Mkhize together with his counterpart in higher education, science and technology Blade Nzimande were among speakers at a virtual National Covid-19 Conference on Friday aimed at harnessing science, technology and innovation in response to the pandemic.
Mkhize said the government had established a multi-sectoral Ministerial Advisory Committee which focuses on ground mobilisation for behavioural change.
“This seeks to forge collaboration with behavioural scientists, civil society, communities, traditional leaders, traditional healers, religious organisations, labour and all stakeholders who are able to effect change at grassroots level,” said Mkhize.
Other participants were trade, industry and competition Minister Ebrahim Patel, World Health Organisation director-general Dr Tedros Adhanom Ghebreyesus, African Union Commissioner for human resources, science and technology Professor Sarah Anyang Agbor.
Mkhize said the country was continuing to experience challenges when it comes to the number of beds required for virus patients, but said the department was determined to overcome this challenge.
He said contact tracing for quarantine and isolation purposes remains key to breaking the cycle of community transmission.
“We have now augmented our track and tracing functions to be supported by a digital system called COVIDConnect where users can interact with the healthcare system on a digital platform for case identification, tracking and tracing and referral to quarantine, isolation or hospitalisation,” he said.
He said there was still a strain on Personal Protective Equipment (PPE) availability due to high demand.
“Sometimes poor quality, corruption, price gouging and maldistribution now requires our urgent attention and innovative stock surveillance solutions. This requires immediate resolution to protect our health workers as they are the backbone of our health services and also to avert labour disputes,” Mkhize said.
He said the government still had to move faster in employing more healthcare workers.

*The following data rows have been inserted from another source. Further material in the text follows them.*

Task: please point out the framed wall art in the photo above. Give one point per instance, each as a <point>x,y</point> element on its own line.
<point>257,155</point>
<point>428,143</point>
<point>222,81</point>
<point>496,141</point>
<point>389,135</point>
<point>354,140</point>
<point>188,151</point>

“Additional ventilators and oxygen supply is pivotal and the National Ventilator Programme is an important development in this regard,” he said.
He said although a total of 2 918 049 tests have been conducted, there was still more to be done to increase testing capability in order to identify low and high transmission areas.
“Our shift to a targeted testing strategy was necessary to optimize the use of available resources in the midst of a surge. Antibody testing can still play a role in assessing community impact,” he said.